When refs blow calls, what are some of the most common reasons?

Probably positioning. There’s usually something in your positioning when you don’t get the angle.

How does it feel when your call is overturned?

When you are clearly wrong, and now that has been overturned, you feel a sense of relief. We try to take the ego out of it. Your job is to be a steward of the game.

Do superstars get more leeway?

I would disagree and go the other way and I would say that the majority of superstar players in our league don’t get all the calls and don’t get as many whistles as they deserve.

They would agree with you.

They would agree, correct. They actually finish a lot of plays at the rim and are so strong and so fast — and the hand is quicker than the eye — that there are things you go back and later on, you go: “Wow, you know what? He did get fouled.”

Is there a good story you have from your time as a referee?

It must have been my first year in the league. My “welcome to the N.B.A.” moment. I’m reffing a Lakers game and it’s Kobe Bryant. Kobe in 2003, 2004, was younger and brash. He was chasing a legacy. He was a great player and intense. I remember there was one game and Kobe asked about a play. He thought he got fouled on the elbow shooting a jumper. He barked about it.

The culture of the N.B.A. is that, for us, if a play in question happens in the first half, you can kind of go in at halftime, look at the play, you can come back and either tell them, “Yeah, you were right,” or “No, you were wrong.” Sure enough, Kobe got fouled and I missed the play, and it should’ve been a foul.

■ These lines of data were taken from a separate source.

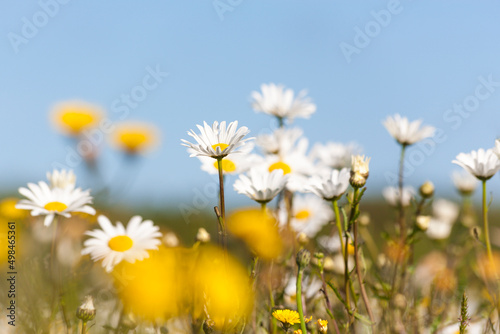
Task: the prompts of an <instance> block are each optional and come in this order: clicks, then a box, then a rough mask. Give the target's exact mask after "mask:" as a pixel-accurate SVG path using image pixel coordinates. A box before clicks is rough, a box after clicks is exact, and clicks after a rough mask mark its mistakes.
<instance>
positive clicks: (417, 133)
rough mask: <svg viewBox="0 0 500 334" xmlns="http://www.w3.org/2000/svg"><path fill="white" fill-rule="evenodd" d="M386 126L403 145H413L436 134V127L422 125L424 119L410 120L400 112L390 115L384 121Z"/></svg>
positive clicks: (397, 140)
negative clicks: (421, 119)
mask: <svg viewBox="0 0 500 334" xmlns="http://www.w3.org/2000/svg"><path fill="white" fill-rule="evenodd" d="M383 124H384V126H385V128H386V129H387V131H388V132H389V134H390V135H391V136H393V137H394V139H396V140H397V142H398V143H400V144H401V145H405V146H406V145H412V144H415V143H416V142H419V141H421V140H422V139H425V138H428V137H432V136H434V132H435V131H436V129H435V128H434V127H432V126H429V125H426V126H422V127H420V125H421V124H422V120H417V121H413V122H410V121H408V118H406V117H401V116H400V115H399V114H396V115H394V116H389V117H387V118H386V119H385V121H384V122H383Z"/></svg>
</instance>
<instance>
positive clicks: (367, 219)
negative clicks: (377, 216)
mask: <svg viewBox="0 0 500 334" xmlns="http://www.w3.org/2000/svg"><path fill="white" fill-rule="evenodd" d="M358 222H359V225H361V226H368V225H370V215H369V214H368V213H366V212H363V213H362V214H360V215H359V218H358Z"/></svg>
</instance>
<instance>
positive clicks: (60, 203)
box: [44, 202, 68, 212]
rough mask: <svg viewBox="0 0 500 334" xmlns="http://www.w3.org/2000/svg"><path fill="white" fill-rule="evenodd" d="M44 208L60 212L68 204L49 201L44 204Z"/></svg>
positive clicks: (66, 208) (46, 209) (50, 210)
mask: <svg viewBox="0 0 500 334" xmlns="http://www.w3.org/2000/svg"><path fill="white" fill-rule="evenodd" d="M44 208H45V209H46V210H49V211H57V212H62V211H64V210H66V209H67V208H68V206H67V205H66V204H64V203H61V202H49V203H47V204H45V206H44Z"/></svg>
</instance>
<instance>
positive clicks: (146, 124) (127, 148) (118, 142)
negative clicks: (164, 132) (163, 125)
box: [110, 122, 160, 155]
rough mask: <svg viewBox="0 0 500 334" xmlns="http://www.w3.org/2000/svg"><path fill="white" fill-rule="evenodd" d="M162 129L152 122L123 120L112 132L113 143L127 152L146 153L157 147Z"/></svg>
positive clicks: (115, 125) (121, 148)
mask: <svg viewBox="0 0 500 334" xmlns="http://www.w3.org/2000/svg"><path fill="white" fill-rule="evenodd" d="M159 137H160V131H159V129H158V128H157V127H156V126H155V125H153V124H150V123H142V122H123V123H120V124H116V125H115V130H114V131H113V133H112V134H111V137H110V141H111V145H112V146H113V147H115V148H116V149H118V150H121V151H124V152H125V153H127V154H131V155H135V154H138V153H145V152H147V151H150V150H151V149H153V148H155V147H156V145H157V144H158V142H159Z"/></svg>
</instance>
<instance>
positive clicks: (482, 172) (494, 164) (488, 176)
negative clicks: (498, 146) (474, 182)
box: [452, 148, 500, 181]
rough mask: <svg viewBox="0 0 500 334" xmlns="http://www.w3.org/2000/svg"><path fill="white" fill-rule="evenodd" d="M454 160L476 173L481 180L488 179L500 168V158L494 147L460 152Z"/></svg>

When you tell a player and you drop your guard and say, “Hey, I missed that play,” 90 percent of the time the player is going to say: “Hey, don’t worry about it. You’ll get the next one.” That’s the kind of working environment. I come back out and walk up to Kobe and say: “Kobe, you were right. You did get hit on the elbow.” He looked dead at me and I’m expecting a pat on the butt or whatever. He looked at me stone-faced and said, “Get it together.”